Nous avons vu que la psychologie utilise les mêmes méthodes et dispose de la même validité et de la même fiabilité que les autres sciences. Mais alors, pourquoi y a-t-il tant de doutes sur le fait que la psychologie soit une science ou non ? Nous allons maintenant examiner trois raisons qui sont les principales causes de la remise en question de la valeur scientifique de la psychologie.

La première est la grande confusion qui existe au sujet du concept de la science. La majorité de la population a une définition très vague à l’esprit. Ceci, ainsi que le manque de connaissance des instruments utilisés pour mesurer le comportement et les processus mentaux, conduit à une catégorisation de la psychologie comme subjective et non scientifique.

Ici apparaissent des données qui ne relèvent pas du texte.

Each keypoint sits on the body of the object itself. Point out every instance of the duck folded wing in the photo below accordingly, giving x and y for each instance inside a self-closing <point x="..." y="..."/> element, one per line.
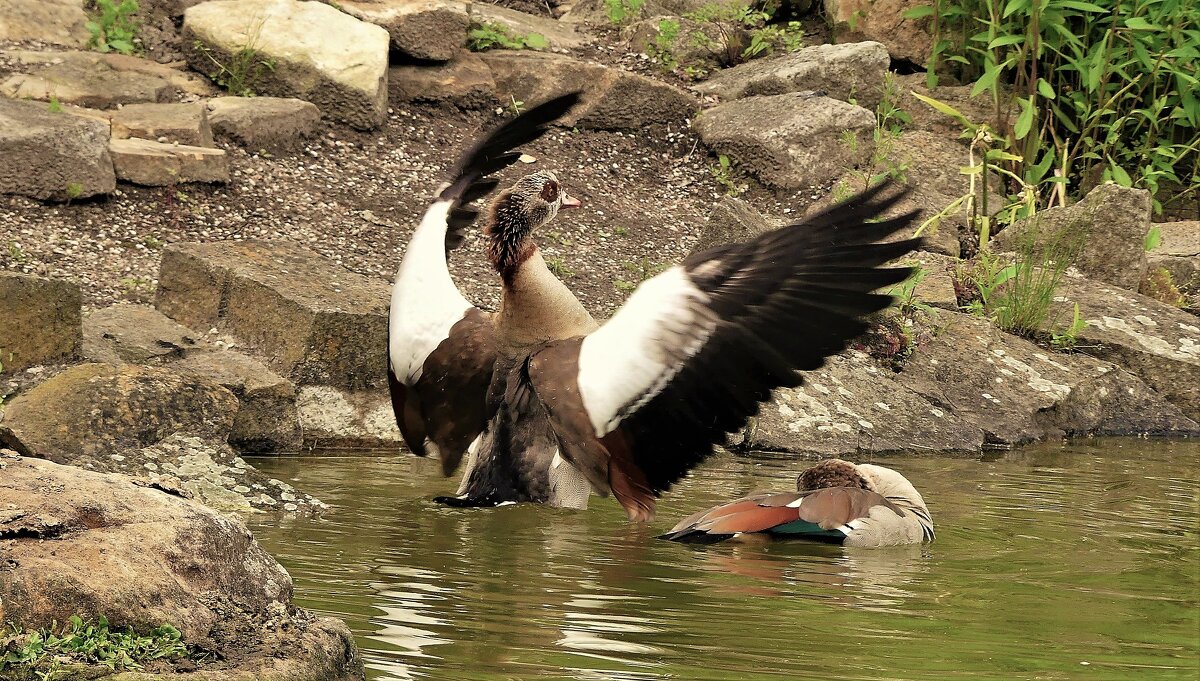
<point x="821" y="513"/>
<point x="441" y="348"/>
<point x="696" y="349"/>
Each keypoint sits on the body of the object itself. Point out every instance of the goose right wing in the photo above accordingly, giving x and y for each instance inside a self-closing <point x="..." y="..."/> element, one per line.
<point x="441" y="348"/>
<point x="696" y="349"/>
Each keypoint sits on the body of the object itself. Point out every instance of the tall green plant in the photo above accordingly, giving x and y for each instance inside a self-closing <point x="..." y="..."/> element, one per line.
<point x="1086" y="91"/>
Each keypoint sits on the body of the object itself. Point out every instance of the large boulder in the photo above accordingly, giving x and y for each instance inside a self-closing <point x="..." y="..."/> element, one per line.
<point x="52" y="156"/>
<point x="432" y="30"/>
<point x="160" y="164"/>
<point x="81" y="543"/>
<point x="57" y="22"/>
<point x="264" y="124"/>
<point x="613" y="98"/>
<point x="40" y="321"/>
<point x="154" y="422"/>
<point x="180" y="124"/>
<point x="313" y="320"/>
<point x="317" y="53"/>
<point x="1013" y="391"/>
<point x="852" y="405"/>
<point x="466" y="82"/>
<point x="1153" y="341"/>
<point x="1105" y="230"/>
<point x="882" y="20"/>
<point x="790" y="142"/>
<point x="852" y="71"/>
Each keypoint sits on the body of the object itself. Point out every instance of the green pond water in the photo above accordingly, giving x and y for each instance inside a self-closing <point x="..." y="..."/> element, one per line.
<point x="1078" y="561"/>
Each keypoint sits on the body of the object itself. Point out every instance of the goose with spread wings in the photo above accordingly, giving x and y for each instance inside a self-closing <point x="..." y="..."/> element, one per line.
<point x="549" y="407"/>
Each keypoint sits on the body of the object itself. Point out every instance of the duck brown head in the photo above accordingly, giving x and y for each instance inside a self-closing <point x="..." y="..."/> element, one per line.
<point x="517" y="211"/>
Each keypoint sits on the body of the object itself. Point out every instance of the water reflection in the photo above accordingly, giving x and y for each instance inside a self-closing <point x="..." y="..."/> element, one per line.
<point x="1047" y="559"/>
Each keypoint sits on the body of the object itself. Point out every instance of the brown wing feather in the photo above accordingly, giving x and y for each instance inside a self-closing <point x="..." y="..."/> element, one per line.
<point x="451" y="395"/>
<point x="833" y="506"/>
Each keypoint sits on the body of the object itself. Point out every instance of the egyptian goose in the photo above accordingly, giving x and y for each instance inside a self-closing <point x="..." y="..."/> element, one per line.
<point x="835" y="501"/>
<point x="549" y="407"/>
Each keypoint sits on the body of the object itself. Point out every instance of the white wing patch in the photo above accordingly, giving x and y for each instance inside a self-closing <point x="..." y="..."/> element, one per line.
<point x="425" y="302"/>
<point x="629" y="360"/>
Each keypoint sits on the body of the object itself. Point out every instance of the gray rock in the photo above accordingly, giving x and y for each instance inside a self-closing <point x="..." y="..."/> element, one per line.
<point x="1153" y="341"/>
<point x="137" y="552"/>
<point x="318" y="54"/>
<point x="138" y="335"/>
<point x="1014" y="392"/>
<point x="334" y="419"/>
<point x="1179" y="253"/>
<point x="89" y="413"/>
<point x="791" y="140"/>
<point x="267" y="420"/>
<point x="882" y="20"/>
<point x="40" y="321"/>
<point x="313" y="320"/>
<point x="851" y="71"/>
<point x="423" y="29"/>
<point x="181" y="124"/>
<point x="159" y="164"/>
<point x="1107" y="229"/>
<point x="852" y="405"/>
<point x="270" y="124"/>
<point x="55" y="22"/>
<point x="612" y="98"/>
<point x="52" y="156"/>
<point x="732" y="221"/>
<point x="88" y="83"/>
<point x="466" y="82"/>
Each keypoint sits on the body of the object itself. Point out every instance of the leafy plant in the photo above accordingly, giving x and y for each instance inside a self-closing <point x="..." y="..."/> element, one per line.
<point x="90" y="644"/>
<point x="1084" y="91"/>
<point x="723" y="172"/>
<point x="1068" y="338"/>
<point x="112" y="25"/>
<point x="245" y="67"/>
<point x="559" y="267"/>
<point x="621" y="11"/>
<point x="491" y="35"/>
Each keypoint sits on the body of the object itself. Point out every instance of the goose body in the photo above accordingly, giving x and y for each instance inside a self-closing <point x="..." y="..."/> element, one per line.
<point x="549" y="407"/>
<point x="835" y="501"/>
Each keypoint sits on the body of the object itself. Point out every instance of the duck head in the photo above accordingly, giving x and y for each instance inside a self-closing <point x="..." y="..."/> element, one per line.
<point x="517" y="211"/>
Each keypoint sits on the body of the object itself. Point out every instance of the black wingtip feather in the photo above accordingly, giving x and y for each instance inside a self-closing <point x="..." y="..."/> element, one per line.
<point x="495" y="152"/>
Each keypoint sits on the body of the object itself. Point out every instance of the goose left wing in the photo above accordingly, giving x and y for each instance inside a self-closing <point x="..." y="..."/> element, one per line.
<point x="441" y="348"/>
<point x="696" y="349"/>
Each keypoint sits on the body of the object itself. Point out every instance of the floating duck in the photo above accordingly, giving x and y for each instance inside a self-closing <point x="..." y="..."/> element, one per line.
<point x="837" y="501"/>
<point x="549" y="407"/>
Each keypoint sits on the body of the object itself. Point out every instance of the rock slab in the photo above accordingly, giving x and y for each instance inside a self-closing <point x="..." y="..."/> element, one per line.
<point x="1107" y="230"/>
<point x="612" y="98"/>
<point x="52" y="156"/>
<point x="313" y="320"/>
<point x="84" y="543"/>
<point x="40" y="321"/>
<point x="264" y="124"/>
<point x="317" y="53"/>
<point x="160" y="164"/>
<point x="850" y="71"/>
<point x="790" y="142"/>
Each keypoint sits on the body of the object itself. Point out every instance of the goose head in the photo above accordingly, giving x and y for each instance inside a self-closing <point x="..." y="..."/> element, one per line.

La deuxième raison est la pratique pseudo-scientifique dérivée de la psychologie. Malheureusement, autour de cette discipline, il y a beaucoup de gens qui utilisent le terme “psychologie” pour désigner des pratiques qui n’utilisent pas la méthode scientifique. Cela signifie que la majeure partie de la population associe par erreur la pseudoscience à la psychologie, bien qu’en réalité, elles n’ont rien à voir entre elles. Les exemples sont des pratiques telles que le coaching, la PNL ou certaines parties de la psychanalyse.

psychologie et pseudoscience

Et enfin, une autre raison pour expliquer cette résistance qui existe au moment d’assumer les preuves de la psychologie est qu’elle peut être due au fait qu’elle implique directement l’être humain. En physique, en chimie ou dans d’autres sciences, les résultats ne “dérangent pas” les gens et sont facilement acceptés. Mais quand on parle de l’être humain, la situation est différente, parce que si les résultats vont à l’encontre des croyances intuitives, on essaie rapidement de résoudre ce conflit cognitif parce qu’il est plus facile d’ignorer les preuves présentées que de restructurer les croyances à son sujet.

La confusion sur le concept de la science ainsi que les pratiques pseudoscientifiques dérivées de la psychologie et l’implication de l’être humain en tant qu’objet d’étude sont les raisons les plus importantes qui génèrent le débat sur la question de savoir si la psychologie est une science.

Par conséquent, lorsqu’on demande si la psychologie est une science, la réponse est un OUI retentissant. Nous ne pouvons pas commettre l’erreur de ralentir le progrès scientifique en mettant des obstacles à cette discipline très importante pour se comprendre dans son ensemble.